In the same category of natural herbicides could also come the Small Copper butterflies which have been seen egg-laying on the docks are appearing as weeds in the crops. As their sole larval food plant, herbivory in such cases must be having a postive impact.
And then of course pollinators – bees, such as the Tree Bumblebee below, are particularly renowned for this but many other insects play their part too, from hoverflies to beetles. Onesuch, the small malachite beetle Axinotarsus marginalis, a known pollinator, was interesting as it is another recent colonist of Britain, and previously unknown to us.
Of course there was also a vast range of other invertebrates, ones that cannot be argued as directly beneficial to the farm, but the sum total of which gives credence to the idea of organic cultivation as ecological farming, treating the land as an ecosystem to be nurtured and treasure:
Whether common or rare, all are important in the web of life.
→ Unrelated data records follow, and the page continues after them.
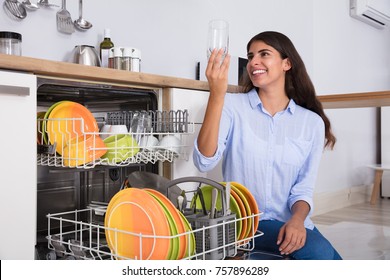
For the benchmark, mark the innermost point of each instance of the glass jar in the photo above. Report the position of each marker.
(136, 60)
(10, 43)
(126, 59)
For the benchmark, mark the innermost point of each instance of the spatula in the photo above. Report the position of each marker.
(64, 20)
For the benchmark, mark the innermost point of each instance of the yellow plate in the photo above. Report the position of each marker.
(252, 203)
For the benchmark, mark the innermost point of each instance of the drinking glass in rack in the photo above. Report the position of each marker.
(218, 36)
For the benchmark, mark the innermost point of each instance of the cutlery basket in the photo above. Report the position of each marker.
(215, 238)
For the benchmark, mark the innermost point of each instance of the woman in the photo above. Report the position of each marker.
(270, 140)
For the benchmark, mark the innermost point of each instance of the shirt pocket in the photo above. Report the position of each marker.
(295, 151)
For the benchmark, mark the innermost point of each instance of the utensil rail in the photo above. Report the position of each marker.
(81, 236)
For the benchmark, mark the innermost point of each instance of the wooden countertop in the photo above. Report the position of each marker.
(89, 73)
(57, 69)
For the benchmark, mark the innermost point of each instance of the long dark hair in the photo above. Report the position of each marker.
(298, 86)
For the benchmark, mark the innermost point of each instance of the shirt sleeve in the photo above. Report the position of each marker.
(303, 188)
(204, 163)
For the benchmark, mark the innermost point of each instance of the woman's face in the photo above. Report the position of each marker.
(265, 67)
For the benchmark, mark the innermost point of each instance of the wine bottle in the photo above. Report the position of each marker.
(105, 47)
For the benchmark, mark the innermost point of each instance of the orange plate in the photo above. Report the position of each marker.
(240, 203)
(136, 212)
(44, 125)
(252, 203)
(178, 220)
(247, 210)
(62, 129)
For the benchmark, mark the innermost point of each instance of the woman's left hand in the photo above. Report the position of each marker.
(292, 236)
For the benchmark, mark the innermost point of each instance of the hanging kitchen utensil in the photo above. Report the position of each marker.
(81, 23)
(64, 20)
(30, 6)
(15, 8)
(45, 3)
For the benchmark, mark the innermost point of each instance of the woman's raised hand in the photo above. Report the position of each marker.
(217, 71)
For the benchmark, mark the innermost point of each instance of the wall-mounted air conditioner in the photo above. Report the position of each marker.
(373, 12)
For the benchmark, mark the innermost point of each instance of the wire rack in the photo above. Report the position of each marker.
(80, 235)
(87, 150)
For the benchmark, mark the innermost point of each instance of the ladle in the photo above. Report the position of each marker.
(46, 3)
(80, 22)
(30, 6)
(15, 8)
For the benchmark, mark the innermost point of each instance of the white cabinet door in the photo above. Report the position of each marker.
(17, 165)
(195, 102)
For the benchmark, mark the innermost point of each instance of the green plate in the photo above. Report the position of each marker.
(175, 242)
(234, 207)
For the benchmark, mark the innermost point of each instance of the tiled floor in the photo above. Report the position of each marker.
(359, 232)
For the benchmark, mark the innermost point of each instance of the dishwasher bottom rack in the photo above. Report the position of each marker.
(80, 235)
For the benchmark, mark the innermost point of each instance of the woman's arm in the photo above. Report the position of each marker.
(217, 76)
(292, 235)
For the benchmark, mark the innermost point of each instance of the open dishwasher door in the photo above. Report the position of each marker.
(61, 187)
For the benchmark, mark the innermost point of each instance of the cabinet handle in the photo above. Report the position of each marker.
(14, 90)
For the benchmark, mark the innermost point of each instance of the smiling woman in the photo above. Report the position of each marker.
(281, 112)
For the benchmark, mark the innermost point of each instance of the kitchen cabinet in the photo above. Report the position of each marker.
(18, 165)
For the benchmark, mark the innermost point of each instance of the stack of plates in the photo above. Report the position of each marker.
(144, 224)
(242, 203)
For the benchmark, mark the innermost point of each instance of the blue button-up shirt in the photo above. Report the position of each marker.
(275, 157)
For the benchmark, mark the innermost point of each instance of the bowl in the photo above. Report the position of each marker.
(82, 150)
(120, 147)
(148, 143)
(170, 143)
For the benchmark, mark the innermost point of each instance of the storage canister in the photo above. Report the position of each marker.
(117, 51)
(126, 58)
(136, 60)
(10, 43)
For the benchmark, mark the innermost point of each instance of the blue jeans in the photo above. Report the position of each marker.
(317, 247)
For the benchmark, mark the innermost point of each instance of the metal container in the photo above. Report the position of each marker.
(84, 54)
(10, 43)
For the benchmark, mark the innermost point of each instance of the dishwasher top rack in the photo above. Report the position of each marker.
(173, 121)
(86, 154)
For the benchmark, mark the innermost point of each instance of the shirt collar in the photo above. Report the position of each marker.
(255, 101)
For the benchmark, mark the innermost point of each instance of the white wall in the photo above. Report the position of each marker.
(342, 54)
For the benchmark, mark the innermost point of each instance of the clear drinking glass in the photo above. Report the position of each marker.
(141, 124)
(218, 36)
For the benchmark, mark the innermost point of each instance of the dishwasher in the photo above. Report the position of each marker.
(72, 199)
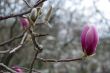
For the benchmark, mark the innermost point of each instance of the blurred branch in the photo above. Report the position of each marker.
(38, 50)
(12, 39)
(65, 60)
(28, 69)
(32, 64)
(6, 67)
(2, 52)
(21, 43)
(20, 14)
(27, 4)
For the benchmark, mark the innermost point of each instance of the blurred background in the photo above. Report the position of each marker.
(67, 19)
But it is always exciting to find the scarcities. Only a couple of weeks ago, Sarah found a Pied Shield-bug, for which the Essex Field Club distribution map shows only one other location in the Tendring Peninsula. Likewise, exactly the same comment can be made for the Bryony Bee we photographed on the boundary with Hockley Wood, except that as well as its local scarcity (see map here), it is considered to be nationally rare.
All of the above, and we have hardly even mentioned the showiest of them all, the butterflies, a kaleidoscope of biodiversity weaving their confetti magic throughout the farm: browns, whites, Peacocks and Red Admirals, together with neighbouring woodland specialities – Purple Hairstreak and Silver-washed Fritillary:
Just 3.5 hectares provides more than 150 weekly veg shares, and keeps wildlife and the environment happy. At a time when food standards are at huge risk from the pressures of predatory US producers, with considerably lower, barrel-bottom-scraping standards on pesticide residues and suchlike waiting in the wings following Brexit, we must treasure, support and safeguard those like Bennison Farm that maintain our and the planet’s health.